Do you want that in your barrel?

-W

:facepalm: .

cundiff5535
02-28-2012, 4:01 PM
I have been hanging around CalG for a while now.. mostly in the classifieds... Anway, I own six 1911's and have alwaysput a light coat of my oil (zb) in them. Never have had a problem. This is actually the first I have ever heard this as the Smith that taught me almost everything I know does this as well.
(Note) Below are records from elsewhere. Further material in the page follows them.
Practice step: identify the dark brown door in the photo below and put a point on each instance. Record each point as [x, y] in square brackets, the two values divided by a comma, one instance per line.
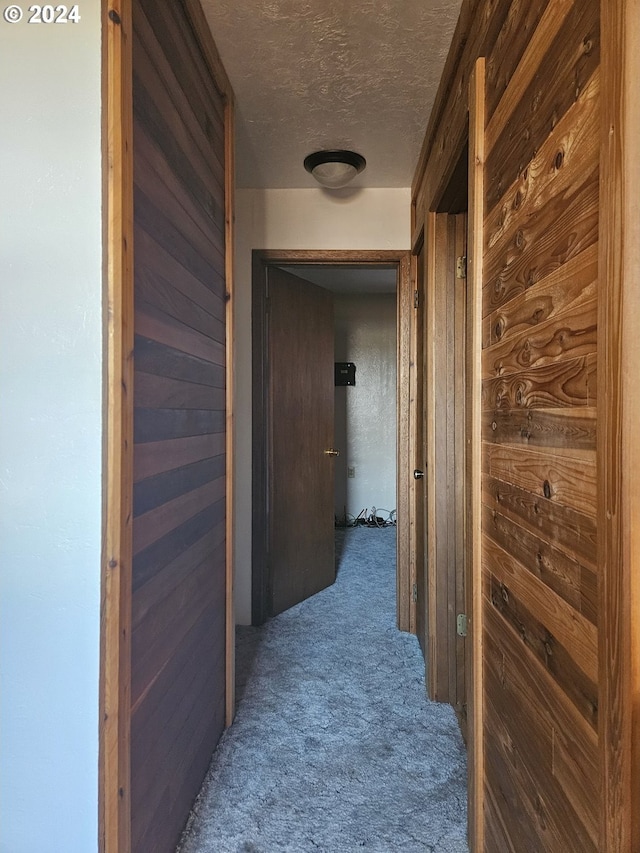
[300, 335]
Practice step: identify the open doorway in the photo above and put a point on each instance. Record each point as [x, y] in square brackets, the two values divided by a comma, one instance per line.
[386, 274]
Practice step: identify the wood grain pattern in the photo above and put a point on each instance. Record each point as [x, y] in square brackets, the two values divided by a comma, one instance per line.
[543, 244]
[180, 584]
[566, 576]
[570, 383]
[558, 168]
[406, 615]
[473, 473]
[545, 428]
[547, 28]
[619, 545]
[562, 290]
[573, 55]
[114, 769]
[535, 710]
[554, 768]
[577, 635]
[574, 532]
[565, 476]
[570, 335]
[512, 41]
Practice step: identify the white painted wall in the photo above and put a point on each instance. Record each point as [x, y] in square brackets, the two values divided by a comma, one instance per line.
[365, 414]
[50, 433]
[294, 219]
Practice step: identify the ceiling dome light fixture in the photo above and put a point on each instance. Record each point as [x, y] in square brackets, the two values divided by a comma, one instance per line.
[334, 169]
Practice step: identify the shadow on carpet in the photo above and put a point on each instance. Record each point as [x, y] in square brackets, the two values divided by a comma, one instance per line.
[335, 747]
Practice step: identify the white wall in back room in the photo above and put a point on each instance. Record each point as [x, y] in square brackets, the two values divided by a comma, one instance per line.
[365, 414]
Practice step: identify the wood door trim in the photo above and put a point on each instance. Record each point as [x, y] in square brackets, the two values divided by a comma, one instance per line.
[261, 259]
[618, 451]
[475, 684]
[115, 617]
[201, 28]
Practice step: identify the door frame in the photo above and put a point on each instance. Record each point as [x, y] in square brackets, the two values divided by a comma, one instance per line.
[114, 760]
[262, 259]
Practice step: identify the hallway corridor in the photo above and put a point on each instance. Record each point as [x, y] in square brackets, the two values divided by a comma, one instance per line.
[335, 747]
Anyway... Ill have to ask him more about it.

PanaDP
02-28-2012, 4:12 PM
Oil in the barrel makes the bullet's slide faster.
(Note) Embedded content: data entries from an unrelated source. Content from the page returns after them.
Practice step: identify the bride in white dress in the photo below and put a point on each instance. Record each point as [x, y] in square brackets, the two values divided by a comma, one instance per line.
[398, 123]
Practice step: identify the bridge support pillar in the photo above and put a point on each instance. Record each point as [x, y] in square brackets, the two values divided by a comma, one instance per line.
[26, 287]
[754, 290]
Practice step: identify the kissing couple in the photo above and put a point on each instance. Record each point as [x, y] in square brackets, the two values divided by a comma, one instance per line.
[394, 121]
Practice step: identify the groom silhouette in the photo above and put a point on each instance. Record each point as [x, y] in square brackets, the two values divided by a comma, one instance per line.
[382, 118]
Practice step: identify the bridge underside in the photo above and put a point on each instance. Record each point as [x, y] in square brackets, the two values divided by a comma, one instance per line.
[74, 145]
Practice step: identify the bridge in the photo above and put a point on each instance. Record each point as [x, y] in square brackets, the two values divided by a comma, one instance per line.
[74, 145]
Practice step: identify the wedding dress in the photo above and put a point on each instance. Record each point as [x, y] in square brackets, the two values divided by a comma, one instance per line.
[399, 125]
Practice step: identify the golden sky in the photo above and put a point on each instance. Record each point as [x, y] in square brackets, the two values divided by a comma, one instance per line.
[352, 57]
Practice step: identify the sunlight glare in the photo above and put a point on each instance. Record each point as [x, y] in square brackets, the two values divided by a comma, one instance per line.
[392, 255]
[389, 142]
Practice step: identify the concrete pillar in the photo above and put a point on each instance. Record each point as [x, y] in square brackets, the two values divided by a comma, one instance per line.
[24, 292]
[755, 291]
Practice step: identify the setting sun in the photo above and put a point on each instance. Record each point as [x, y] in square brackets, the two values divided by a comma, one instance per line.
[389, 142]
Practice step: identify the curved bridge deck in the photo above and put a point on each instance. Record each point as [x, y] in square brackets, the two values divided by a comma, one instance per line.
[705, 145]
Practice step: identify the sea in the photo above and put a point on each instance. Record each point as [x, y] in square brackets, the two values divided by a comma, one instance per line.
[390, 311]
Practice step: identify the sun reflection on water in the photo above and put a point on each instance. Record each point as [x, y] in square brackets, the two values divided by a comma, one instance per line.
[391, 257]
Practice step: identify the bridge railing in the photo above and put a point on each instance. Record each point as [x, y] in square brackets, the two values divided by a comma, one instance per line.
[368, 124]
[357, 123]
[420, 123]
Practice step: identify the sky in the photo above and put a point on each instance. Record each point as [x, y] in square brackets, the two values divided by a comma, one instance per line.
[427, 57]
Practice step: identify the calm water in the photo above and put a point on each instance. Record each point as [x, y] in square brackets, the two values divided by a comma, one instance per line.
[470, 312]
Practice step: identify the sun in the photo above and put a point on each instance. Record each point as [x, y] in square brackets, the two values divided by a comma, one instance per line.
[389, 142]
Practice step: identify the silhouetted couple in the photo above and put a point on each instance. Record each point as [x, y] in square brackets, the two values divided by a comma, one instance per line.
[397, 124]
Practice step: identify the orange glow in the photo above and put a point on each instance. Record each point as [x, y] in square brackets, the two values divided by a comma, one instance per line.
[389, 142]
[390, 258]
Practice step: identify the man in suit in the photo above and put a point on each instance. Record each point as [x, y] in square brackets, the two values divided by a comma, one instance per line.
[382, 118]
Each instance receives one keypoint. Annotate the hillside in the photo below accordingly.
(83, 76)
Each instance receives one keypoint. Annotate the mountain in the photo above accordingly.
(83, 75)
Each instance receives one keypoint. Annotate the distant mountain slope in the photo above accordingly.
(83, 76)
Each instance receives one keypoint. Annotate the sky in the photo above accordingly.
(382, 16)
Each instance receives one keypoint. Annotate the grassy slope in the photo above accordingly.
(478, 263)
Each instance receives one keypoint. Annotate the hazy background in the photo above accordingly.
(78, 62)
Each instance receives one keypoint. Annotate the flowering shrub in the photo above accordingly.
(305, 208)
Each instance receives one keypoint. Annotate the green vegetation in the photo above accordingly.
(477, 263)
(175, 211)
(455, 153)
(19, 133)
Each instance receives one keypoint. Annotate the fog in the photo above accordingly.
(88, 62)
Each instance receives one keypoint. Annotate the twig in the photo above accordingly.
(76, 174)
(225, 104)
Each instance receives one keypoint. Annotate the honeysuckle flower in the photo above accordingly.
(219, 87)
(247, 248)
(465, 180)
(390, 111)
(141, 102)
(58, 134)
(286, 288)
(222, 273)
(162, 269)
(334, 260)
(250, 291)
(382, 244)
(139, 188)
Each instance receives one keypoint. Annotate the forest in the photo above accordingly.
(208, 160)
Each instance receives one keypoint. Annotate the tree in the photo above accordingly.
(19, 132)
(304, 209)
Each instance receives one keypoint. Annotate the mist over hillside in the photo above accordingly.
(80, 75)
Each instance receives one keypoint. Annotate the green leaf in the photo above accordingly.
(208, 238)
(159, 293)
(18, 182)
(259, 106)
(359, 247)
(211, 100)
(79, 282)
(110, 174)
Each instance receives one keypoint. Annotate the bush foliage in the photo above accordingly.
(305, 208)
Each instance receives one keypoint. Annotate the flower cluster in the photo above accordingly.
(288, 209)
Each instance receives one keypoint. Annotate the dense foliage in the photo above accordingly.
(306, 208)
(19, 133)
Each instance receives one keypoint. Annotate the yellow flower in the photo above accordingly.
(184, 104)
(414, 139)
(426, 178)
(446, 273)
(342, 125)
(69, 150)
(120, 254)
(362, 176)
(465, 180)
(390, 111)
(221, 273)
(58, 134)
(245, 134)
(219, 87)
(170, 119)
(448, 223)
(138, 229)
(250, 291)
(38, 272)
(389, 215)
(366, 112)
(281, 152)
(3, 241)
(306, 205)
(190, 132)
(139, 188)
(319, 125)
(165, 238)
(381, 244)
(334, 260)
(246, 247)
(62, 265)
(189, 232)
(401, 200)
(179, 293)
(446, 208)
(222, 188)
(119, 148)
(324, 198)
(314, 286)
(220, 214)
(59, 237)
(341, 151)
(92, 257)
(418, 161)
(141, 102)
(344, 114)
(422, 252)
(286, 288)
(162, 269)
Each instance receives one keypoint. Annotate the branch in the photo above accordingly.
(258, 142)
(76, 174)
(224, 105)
It actually has the potential to do the exact opposite. Over lubrication of certain bullets can make it too slick and the bullet moves too easily down the barrel. This prevents the pressure build-up in the chamber that allows the gun to shoot to its full potential.

This is mainly a consideration with cast lead bullets that deform easily to the barrel's dimensions. Jacketed bullets deform to the barrel harder and that resistance helps build the proper pressure.

Merc1138
02-28-2012, 4:15 PM
I have been hanging around CalG for a while now.. mostly in the classifieds... Anway, I own six 1911's and have alwaysput a light coat of my oil (zb) in them. Never have had a problem. This is actually the first I have ever heard this as the Smith that taught me almost everything I know does this as well. Anyway... Ill have to ask him more about it.

This is entirely a guess on my part, but I'm assuming that as mentioned the problem of hydraulic pressure only becomes an issue when there is simply too much oil in the barrel. Not just the light coating of someone running a patch through, rather the idiots that would use some super heavy weight oil and pack the thing full. Just think of the people that put so much lube on their guns that it's literally sheeting down the grips and they wonder why it's slippery(yeah, that gets posted about on this forum every now and then). Some folks just have no sense regarding lubrication and assume that it has to be dripping to be "wet".

PanaDP
02-28-2012, 4:17 PM
I should add that I have no clue whether that is a consideration in 1911s. It's more theoretical that more lube doesn't necessarily mean faster.

beretta929mm
02-28-2012, 5:00 PM
Keep the bore dry
Keep the outside lubed.
There is nothing special about maintaining a 1911.

enzo357
02-29-2012, 6:25 AM
Gotta love Cal guns. I always put a lightly oiled patch thru the barrel while cleaning. Would take the gun out and shoot it without problem. Will make sure to run a dry patch in the future.

tbc
02-29-2012, 7:07 AM
The way I look at it is oil inside the barrel could easily collect and trap dirt, debris, etc..., and with that would have better chance of experiencing a squib load situation especially in tight tolerance barrel like a 1911.

Just my 2 cents.

Freq18Hz
02-29-2012, 11:02 AM
This doesn't make much sense, as many bullets have lubrication on them anyway.

-Freq

The War Wagon
02-29-2012, 11:31 AM
OH NOES! All those bullseyes I shot with a light coating of oil in my 1911 barrels over the past 20 years, never REALLY happened! :eek::facepalm::rolleyes:

chickenfried
02-29-2012, 2:24 PM
Oh no! they wouldn't have happened without the light coating of oil:p.OH NOES! All those bullseyes I shot with a light coating of oil in my 1911 barrels over the past 20 years, never REALLY happened! :eek::facepalm::rolleyes:

Come at it from the other side of the issue. What would be the benefit of having oil in the bore when shooting? Unless I get a good reason to do otherwise, I go by the manual/instructions.

Bobby Hated
02-29-2012, 2:36 PM
run it dry. thats why your cleaning kit comes with that lil fuzzy swab attachment.